Russia’s Gas Gamble

Editorial Analysis for UPSC - Russia’s Gas Gamble

Russia’s Gas Gamble


• Russian energy company Gazprom has announced that it has “completely suspended gas supplies” to Poland’s PGNiG and Bulgaria’s Bulgargaz citing their failure to pay in roubles.

What is the impact?

• The gas restrictions do not put the two countries in immediate jeopardy. Gas deliveries from Russia to Poland and Bulgaria were already set to halt later this year.
• Poland, which imports 40% of its natural gas from Russia, has been researching alternative sources for some years.
• However, in the short term, it will miss out on the five billion cubic metres of gas it was supposed to acquire from Gazprom.
• It will most likely compensate with supply from Germany.

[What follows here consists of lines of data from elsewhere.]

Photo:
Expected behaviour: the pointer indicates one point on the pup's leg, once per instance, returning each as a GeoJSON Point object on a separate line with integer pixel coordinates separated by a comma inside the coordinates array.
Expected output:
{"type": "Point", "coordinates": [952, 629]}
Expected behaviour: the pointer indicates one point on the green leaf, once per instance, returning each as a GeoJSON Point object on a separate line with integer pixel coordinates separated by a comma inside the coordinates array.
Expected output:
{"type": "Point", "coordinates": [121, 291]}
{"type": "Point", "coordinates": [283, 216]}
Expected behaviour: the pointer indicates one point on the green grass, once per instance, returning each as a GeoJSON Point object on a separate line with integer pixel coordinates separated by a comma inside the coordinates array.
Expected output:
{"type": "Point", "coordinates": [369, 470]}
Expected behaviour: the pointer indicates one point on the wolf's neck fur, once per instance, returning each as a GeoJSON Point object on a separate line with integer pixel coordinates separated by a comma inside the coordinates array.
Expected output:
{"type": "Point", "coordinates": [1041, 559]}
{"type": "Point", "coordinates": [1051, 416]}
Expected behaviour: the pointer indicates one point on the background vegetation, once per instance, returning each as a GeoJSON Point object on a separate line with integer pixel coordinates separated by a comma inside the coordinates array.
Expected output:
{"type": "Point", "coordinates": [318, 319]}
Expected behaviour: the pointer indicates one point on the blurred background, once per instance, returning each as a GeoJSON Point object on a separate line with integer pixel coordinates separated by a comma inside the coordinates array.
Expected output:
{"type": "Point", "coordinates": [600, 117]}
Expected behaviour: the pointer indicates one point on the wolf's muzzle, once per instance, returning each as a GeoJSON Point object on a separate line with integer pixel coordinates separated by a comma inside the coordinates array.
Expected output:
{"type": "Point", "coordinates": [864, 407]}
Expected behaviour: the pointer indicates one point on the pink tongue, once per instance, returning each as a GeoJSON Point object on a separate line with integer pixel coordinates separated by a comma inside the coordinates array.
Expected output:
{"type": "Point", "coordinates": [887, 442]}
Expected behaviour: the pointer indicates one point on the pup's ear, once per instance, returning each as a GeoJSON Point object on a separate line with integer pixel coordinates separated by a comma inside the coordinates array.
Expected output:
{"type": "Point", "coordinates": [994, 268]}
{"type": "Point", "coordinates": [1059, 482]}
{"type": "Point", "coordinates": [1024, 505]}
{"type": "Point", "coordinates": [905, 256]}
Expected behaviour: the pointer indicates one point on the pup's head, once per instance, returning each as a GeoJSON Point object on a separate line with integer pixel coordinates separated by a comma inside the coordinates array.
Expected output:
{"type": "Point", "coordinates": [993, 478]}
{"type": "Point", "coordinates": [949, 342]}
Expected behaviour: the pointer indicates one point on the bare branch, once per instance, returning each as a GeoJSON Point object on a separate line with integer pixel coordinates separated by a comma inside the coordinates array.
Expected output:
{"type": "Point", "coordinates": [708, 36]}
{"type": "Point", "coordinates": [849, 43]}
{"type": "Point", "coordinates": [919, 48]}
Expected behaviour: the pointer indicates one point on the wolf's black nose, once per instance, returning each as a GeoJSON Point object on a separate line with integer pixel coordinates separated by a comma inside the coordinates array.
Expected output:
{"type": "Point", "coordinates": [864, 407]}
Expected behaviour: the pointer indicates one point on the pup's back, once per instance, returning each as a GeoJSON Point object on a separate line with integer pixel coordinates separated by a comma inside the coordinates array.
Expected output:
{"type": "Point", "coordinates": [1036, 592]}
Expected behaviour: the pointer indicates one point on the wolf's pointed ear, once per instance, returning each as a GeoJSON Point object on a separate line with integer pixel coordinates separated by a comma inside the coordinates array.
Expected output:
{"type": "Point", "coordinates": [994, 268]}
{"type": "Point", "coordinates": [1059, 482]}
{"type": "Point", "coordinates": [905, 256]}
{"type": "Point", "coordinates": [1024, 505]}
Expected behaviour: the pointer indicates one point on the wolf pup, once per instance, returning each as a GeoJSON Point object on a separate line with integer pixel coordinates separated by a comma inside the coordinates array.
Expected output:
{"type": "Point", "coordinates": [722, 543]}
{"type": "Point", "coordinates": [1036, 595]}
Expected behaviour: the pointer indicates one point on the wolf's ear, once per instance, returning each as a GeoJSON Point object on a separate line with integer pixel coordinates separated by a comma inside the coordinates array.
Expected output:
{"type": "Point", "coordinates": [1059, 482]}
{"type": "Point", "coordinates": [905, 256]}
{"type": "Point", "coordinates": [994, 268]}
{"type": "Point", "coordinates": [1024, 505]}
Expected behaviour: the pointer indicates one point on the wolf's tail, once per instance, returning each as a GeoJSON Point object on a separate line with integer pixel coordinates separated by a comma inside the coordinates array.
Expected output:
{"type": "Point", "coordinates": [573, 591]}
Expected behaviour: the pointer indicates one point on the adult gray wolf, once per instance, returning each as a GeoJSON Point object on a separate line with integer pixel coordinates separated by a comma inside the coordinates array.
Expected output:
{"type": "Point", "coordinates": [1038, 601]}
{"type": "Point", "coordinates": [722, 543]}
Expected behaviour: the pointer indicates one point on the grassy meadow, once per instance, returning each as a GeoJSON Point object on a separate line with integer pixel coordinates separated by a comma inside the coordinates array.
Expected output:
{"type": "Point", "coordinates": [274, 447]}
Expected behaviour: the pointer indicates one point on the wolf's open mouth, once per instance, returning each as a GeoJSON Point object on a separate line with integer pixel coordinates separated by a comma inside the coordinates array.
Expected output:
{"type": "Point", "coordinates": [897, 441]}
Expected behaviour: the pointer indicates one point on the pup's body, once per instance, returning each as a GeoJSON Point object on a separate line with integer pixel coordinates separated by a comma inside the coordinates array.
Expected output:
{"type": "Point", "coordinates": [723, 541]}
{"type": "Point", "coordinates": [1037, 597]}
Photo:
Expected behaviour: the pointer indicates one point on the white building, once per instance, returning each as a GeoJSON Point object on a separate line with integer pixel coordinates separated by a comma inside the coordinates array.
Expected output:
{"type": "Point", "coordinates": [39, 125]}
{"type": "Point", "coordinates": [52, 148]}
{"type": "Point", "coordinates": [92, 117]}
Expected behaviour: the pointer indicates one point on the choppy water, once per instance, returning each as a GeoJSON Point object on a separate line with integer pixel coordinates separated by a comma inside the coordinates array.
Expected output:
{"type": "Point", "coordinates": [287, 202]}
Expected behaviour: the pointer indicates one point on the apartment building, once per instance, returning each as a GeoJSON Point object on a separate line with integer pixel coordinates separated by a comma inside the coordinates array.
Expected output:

Bulgaria, which imports 77% of its natural gas from Russia, faces a more serious dilemma.

Why Poland & Bulgaria?

• Poland has served as a significant supply route for military goods to Ukraine. It also confirmed that it will send tanks to Ukraine earlier this week.
• Gazprom had just issued a new set of penalties against the company and other Russian businesses and oligarchs just hours before it acted.
• Bulgaria, however, has severed many of its historic links to Moscow since a new liberal government took office last year.
• It has not only backed Western sanctions on Russia, but it has also welcomed Western combat jets to a new NATO facility on the Black Sea coast.
• It is also a major manufacturer of non-NATO armaments, which it may supply to Kyiv.

EU’s Response:

• The 27-member European Union has criticised Russia statin that “ Kremlin uses fossil fuels to blackmail and also stated that this is the beginning of the end of era of Russian fossil fuel in Europe.

How Europe is countering?

• Oil (43 percent), natural gas (24 percent), nuclear energy (14 percent), and hydropower (4 percent) make up Europe’s energy mix, with renewables like wind and solar accounting for the rest.
• With climate change a big political issue in Europe, coal which has huge reserves on the continent is no longer an option, and given popular opposition to nuclear power, the EU is left with natural gas as the cleanest energy source.
• So, in the short term, the EU is preparing for the approaching winter’s heating needs by filling up its gas storage facilities to 80-90 percent capacity and replacing piped gas from Norway and North Africa for Russian supplies as much as possible.
• However, these will not be sufficient to eliminate Russian reliance.
• So, the longer-term strategy is centred on importing liquefied natural gas (LNG) from the U.S. and the Middle East.